AttributeError throwing up which says list object has no attribute lower

I am working on an example where training data and training labels are lists, but when I fit on it on a code, it throws an error. I guess, the problem is with the text pre-processing class.

Below is the code, where I created a pipeline, but it say expected str or bytes like object or sometimes, list has not attribute lower.

import string

from nltk.corpus import stopwords as sw
from nltk.corpus import wordnet as wn
from nltk import wordpunct_tokenize
from nltk import WordNetLemmatizer
from nltk import sent_tokenize
from nltk import pos_tag

from sklearn.base import BaseEstimator, TransformerMixin


class NLTKPreprocessor(BaseEstimator, TransformerMixin):

    def __init__(self, stopwords=None, punct=None,
                 lower=False, strip=True):
        self.lower      = lower
        self.strip      = strip
        self.stopwords  = stopwords or set(sw.words('english'))
        self.punct      = punct or set(string.punctuation)
        self.lemmatizer = WordNetLemmatizer()

    def fit(self, X, y=None):
        return self

    def inverse_transform(self, X):
        return [" ".join(doc) for doc in X]

    def transform(self, X):
        return [
            list(self.tokenize(doc)) for doc in X
        ]

    def tokenize(self, document):
        # Break the document into sentences
        for sent in sent_tokenize(document):
            # Break the sentence into part of speech tagged tokens
            for token, tag in pos_tag(wordpunct_tokenize(sent)):
                # Apply preprocessing to the token
                token = token.lower() if self.lower else token
                token = token.strip() if self.strip else token
                token = token.strip('_') if self.strip else token
                token = token.strip('*') if self.strip else token

                # If stopword, ignore token and continue
                if token in self.stopwords:
                    continue

                # If punctuation, ignore token and continue
                if all(char in self.punct for char in token):
                    continue

                # Lemmatize the token and yield
                lemma = self.lemmatize(token, tag)
                yield lemma

    def lemmatize(self, token, tag):
        tag = {
            'N': wn.NOUN,
            'V': wn.VERB,
            'R': wn.ADV,
            'J': wn.ADJ
        }.get(tag[0], wn.NOUN)

        return self.lemmatizer.lemmatize(token, tag)

from sklearn.feature_extraction.text import TfidfVectorizer

text_clf = Pipeline([('preprocess', NLTKPreprocessor()),
                     ('vect', CountVectorizer()),
                     ('tfidf', TfidfTransformer(smooth_idf=True,use_idf=True)),
                     ('clf', SGDClassifier(loss='log', penalty='l2',
                                           alpha=1e-3, random_state=42)),
])

#---show only the best performace results: accuracy, other metrics, and confusion matrix
text_clf3.fit(X_train, y_train)
y_pred = text_clf3.predict(X_test)
print ('Accuracy Score (%):', accuracy_score(y_test, y_pred)*100)

print(metrics.classification_report(y_test, y_pred,
    target_names=docs_data.target_names))

Solution

You get error because of this method.

def transform(self, X):
    return [
        list(self.tokenize(doc)) for doc in X
    ]

X is a dataframe, and when you iterate dataframe you get indexes of each row.

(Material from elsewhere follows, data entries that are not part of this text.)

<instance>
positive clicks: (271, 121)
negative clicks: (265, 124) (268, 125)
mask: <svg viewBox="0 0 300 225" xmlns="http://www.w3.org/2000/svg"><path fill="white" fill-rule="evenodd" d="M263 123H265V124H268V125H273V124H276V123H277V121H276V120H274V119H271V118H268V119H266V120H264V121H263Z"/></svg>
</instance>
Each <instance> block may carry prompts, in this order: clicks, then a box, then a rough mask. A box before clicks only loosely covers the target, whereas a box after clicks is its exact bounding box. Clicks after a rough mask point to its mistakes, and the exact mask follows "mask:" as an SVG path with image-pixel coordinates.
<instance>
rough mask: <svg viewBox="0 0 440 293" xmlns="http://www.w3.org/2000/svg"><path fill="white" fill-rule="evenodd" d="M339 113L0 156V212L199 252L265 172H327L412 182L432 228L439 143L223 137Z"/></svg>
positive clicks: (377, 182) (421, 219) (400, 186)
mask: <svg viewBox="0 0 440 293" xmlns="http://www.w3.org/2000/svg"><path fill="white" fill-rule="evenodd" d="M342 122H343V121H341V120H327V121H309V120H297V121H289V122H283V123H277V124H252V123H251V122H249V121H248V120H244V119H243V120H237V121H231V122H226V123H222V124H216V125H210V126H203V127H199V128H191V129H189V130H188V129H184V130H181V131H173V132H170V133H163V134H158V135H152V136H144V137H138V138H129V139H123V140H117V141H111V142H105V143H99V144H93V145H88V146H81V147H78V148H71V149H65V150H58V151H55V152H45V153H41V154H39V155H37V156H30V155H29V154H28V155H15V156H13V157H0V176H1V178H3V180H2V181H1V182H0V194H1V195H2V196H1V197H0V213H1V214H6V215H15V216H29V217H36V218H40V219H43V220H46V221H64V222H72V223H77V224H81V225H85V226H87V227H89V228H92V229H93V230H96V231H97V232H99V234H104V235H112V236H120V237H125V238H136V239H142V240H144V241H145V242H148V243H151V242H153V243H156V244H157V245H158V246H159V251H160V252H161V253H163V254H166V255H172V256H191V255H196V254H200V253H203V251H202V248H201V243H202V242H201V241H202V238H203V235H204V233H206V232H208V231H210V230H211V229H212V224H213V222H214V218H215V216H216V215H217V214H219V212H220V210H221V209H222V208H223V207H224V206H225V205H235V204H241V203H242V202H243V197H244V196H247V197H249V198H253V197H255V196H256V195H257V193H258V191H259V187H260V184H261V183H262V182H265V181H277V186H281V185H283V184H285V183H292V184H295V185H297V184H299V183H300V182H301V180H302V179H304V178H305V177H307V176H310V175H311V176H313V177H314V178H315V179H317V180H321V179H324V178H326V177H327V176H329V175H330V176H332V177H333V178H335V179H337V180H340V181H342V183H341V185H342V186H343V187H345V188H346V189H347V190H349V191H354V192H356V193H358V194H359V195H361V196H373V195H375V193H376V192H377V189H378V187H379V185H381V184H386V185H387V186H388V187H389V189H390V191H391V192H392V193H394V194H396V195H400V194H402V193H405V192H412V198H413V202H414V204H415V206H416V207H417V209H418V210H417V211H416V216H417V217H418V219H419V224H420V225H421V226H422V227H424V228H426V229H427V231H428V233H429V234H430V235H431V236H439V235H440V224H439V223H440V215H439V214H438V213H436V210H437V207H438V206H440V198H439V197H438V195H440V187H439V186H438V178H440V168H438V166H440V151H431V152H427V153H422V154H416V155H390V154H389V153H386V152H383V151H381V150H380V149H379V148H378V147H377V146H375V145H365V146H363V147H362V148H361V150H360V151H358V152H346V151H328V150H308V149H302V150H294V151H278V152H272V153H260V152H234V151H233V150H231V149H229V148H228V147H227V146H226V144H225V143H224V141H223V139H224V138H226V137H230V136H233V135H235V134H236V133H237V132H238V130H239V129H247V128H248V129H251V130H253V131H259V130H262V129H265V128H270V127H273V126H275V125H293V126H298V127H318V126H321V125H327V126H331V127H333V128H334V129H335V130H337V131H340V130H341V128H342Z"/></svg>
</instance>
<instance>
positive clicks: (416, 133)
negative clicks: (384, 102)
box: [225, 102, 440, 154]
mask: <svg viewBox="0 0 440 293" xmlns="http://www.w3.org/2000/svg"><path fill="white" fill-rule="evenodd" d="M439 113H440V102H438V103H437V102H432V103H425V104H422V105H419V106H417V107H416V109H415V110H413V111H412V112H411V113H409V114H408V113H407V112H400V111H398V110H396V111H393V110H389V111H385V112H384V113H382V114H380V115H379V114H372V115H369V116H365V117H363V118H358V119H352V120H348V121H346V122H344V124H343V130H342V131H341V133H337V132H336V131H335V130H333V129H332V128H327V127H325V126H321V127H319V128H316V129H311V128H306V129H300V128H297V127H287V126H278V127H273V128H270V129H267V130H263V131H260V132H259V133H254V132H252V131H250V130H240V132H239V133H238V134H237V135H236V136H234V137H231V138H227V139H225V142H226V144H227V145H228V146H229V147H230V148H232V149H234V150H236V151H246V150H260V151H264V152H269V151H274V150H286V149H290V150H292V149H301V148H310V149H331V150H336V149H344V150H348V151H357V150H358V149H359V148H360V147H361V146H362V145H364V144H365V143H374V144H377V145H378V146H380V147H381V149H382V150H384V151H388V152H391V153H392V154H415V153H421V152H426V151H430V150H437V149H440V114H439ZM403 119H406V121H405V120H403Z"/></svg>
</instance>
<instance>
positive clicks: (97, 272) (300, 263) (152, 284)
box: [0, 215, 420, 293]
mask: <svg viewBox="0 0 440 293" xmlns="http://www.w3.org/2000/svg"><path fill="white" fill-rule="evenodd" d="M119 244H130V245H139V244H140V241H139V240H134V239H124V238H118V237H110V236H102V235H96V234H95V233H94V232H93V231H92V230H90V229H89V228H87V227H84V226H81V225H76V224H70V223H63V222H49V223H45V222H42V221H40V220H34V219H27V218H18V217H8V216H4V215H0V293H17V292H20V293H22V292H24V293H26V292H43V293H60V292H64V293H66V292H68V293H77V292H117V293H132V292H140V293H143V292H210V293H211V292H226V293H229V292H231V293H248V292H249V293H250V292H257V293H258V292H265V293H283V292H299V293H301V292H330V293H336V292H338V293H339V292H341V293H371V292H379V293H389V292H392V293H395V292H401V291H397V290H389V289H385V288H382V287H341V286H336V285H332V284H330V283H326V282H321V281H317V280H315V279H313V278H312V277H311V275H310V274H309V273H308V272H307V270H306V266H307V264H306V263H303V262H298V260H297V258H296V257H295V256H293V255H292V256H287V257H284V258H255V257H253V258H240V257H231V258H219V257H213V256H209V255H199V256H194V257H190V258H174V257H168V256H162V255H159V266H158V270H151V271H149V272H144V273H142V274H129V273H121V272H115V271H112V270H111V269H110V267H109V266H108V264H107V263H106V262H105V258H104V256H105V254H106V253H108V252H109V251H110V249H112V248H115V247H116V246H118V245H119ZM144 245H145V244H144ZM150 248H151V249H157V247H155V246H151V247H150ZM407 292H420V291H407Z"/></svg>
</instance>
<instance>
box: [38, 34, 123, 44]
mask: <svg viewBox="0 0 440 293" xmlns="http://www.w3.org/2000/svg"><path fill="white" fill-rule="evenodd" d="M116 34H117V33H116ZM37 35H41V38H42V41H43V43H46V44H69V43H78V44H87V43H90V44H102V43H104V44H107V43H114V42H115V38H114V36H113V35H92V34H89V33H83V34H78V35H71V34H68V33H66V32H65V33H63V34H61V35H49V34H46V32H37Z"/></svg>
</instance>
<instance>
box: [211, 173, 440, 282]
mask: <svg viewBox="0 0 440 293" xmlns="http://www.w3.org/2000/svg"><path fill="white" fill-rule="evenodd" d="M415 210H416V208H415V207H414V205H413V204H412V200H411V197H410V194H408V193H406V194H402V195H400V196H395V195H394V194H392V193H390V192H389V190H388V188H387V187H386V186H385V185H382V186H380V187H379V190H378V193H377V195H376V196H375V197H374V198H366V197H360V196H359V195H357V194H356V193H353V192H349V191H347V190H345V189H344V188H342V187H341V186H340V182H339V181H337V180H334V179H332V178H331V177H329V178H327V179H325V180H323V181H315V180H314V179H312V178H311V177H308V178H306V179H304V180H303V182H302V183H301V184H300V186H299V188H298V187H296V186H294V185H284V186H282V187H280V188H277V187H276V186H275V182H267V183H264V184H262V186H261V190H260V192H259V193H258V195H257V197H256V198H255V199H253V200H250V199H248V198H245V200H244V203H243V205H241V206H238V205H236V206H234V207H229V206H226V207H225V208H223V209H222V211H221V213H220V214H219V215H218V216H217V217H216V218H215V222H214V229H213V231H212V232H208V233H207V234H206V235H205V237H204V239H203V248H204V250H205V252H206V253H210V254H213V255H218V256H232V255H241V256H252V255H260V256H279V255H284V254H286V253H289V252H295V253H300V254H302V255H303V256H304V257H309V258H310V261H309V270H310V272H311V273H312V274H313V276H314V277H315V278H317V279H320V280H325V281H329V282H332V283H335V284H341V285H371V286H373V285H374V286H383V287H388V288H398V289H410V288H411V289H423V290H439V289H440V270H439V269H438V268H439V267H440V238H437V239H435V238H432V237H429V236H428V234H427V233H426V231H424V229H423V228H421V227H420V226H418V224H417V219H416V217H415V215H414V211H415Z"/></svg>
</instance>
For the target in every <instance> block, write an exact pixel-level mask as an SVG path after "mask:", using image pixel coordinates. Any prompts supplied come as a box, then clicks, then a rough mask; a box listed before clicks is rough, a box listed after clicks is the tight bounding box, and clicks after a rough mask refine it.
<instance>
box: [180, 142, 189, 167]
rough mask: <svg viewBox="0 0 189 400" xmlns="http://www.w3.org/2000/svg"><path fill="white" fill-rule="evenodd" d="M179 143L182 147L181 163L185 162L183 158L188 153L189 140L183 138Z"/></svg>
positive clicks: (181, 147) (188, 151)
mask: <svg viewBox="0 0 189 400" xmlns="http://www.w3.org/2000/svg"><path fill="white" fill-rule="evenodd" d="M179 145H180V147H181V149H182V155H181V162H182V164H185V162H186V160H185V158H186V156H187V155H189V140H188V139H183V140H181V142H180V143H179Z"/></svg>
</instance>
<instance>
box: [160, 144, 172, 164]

Therefore you get 0 on first iteration and then sent_tokenizer fails because it expects something else.

I am not sure about entire pipeline. But you can fix this one step like this. Note, this would work only with one column.

def transform(self, X):
    return [
        list(self.tokenize(doc[0])) for doc in X.values
    ]

method above works with the following fit inputs.

X_train = pd.DataFrame([['asfas saf asf. dwqdwqwd '],['asdasdasd32d23  wedw ed wed. dwqdwq. ']])
y_train = [[1], [2]]